I am not a tax expert. As I observed in my Answer and Comments to your previous question on this subject, it is clear that the IRS can seize individual bank accounts pursuant to warrants of execution issued by state and federal courts. I believe, in addition, that it is possible that the IRS can unilaterally take similar against individual accounts. However, I have never heard of it doing so in cases of mere non-payment or without signifiant, multiple notices to the taxpayer. Such seizure seems only to occur in cases of tax resistance or tax avoidance, or persistant non-response by the taxpayer.
Why the IRS might (or might not) act in this manner might be explained by the IRS' desire to minimize doing things which many citizens and taxpayers might find immoral or politically unacceptable. Remember, the US tax system depends on voluntary participation by taxpayers. Proportionally few audits are actually conducted.
Beyond that, and whatever budgetary considerations might constrain IRS actions, your guess is as good as mine.
US banks do report interest to the IRS. But the amount of tax on the interest cannot be computed solely on the basis of the amount of interest paid by the bank. The person's taxes depend on factors such as whether the person is married, blind, how many dependents the person has. The tax also depends on the person's total income, some of which is only reported by the person when the annual tax return is filed. For example, the person may run a retail business and receive many small payments, which are not reported by the payers to the IRS.
In short, the IRS does not automatically deduct the tax on interest from the account because the IRS is unable to compute what the tax should be.
The point of withholding, it should be noted, is not to prevent taxpayers from having to file tax returns. The exact tax liability for the year cannot be known until the year is over. Even if there were withholding on bank interest, taxpayers would still have to file returns to establish the final amount of the tax liability, which usually leaves them with a refund check or a tax bill.
The point of withholding, rather, is to have roughly the right amount of tax paid to the Treasury over the course of the year rather than all at once when the tax return is submitted. This helps with treasury's cash flow, of course, but it also helps the taxpayers' cash flow, because it relieves them of the need to ensure that they're saving enough cash to pay a huge annual tax bill. That in turn helps the treasury's cash flow indirectly, and allows the IRS to save on collection efforts.
Bank interest is generally of such a small magnitude that it doesn't affect the total amount of the tax bill by very much at all. Therefore, any system to require withholding of such interest will have a greater cost than benefit. (Some foreign account holders are in fact subject to withholding on bank interest.)

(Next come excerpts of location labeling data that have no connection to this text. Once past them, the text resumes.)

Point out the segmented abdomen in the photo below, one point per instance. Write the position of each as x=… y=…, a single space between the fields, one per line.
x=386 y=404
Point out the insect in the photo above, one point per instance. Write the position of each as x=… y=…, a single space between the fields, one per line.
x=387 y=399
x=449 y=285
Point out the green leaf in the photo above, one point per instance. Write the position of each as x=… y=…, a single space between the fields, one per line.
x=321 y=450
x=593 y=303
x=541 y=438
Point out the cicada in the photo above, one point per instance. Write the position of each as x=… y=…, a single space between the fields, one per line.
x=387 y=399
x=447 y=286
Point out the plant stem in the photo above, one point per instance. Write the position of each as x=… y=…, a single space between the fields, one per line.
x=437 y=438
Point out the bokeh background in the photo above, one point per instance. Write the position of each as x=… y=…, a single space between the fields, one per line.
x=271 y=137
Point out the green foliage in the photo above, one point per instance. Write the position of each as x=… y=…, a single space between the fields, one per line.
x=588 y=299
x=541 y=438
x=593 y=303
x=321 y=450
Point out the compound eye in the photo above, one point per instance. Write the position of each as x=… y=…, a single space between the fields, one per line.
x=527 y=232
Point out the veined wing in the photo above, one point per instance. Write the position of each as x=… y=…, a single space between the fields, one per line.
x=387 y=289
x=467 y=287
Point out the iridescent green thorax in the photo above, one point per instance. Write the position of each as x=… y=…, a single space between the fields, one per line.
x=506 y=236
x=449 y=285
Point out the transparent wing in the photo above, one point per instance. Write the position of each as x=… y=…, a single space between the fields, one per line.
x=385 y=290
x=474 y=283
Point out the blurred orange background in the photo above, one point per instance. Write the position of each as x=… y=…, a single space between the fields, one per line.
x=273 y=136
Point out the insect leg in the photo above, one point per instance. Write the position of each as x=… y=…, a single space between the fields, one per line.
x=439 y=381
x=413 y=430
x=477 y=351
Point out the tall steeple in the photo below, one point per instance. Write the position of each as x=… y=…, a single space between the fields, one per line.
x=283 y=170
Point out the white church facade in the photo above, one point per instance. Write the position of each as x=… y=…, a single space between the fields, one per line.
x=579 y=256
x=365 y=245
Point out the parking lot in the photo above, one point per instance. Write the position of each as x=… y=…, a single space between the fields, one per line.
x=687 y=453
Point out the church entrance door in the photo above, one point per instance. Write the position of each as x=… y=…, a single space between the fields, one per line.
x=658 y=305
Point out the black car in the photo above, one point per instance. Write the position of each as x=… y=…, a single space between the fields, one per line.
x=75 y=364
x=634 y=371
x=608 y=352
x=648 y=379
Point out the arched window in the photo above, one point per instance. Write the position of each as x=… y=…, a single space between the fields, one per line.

People whose income tax withholding is not adequate (or is nonexistent) may be required to make estimated tax payments to supplement the withholding. Someone who has so much money in the bank that their interest income is very large will have to make these payments, but such people will be rare.
Actual cases in which estimated tax payments are common include large sources of unearned income (often not subject to withholding), which includes retirement income, and non-employee earned income (that is, someone who is paid as a contractor using form 1099).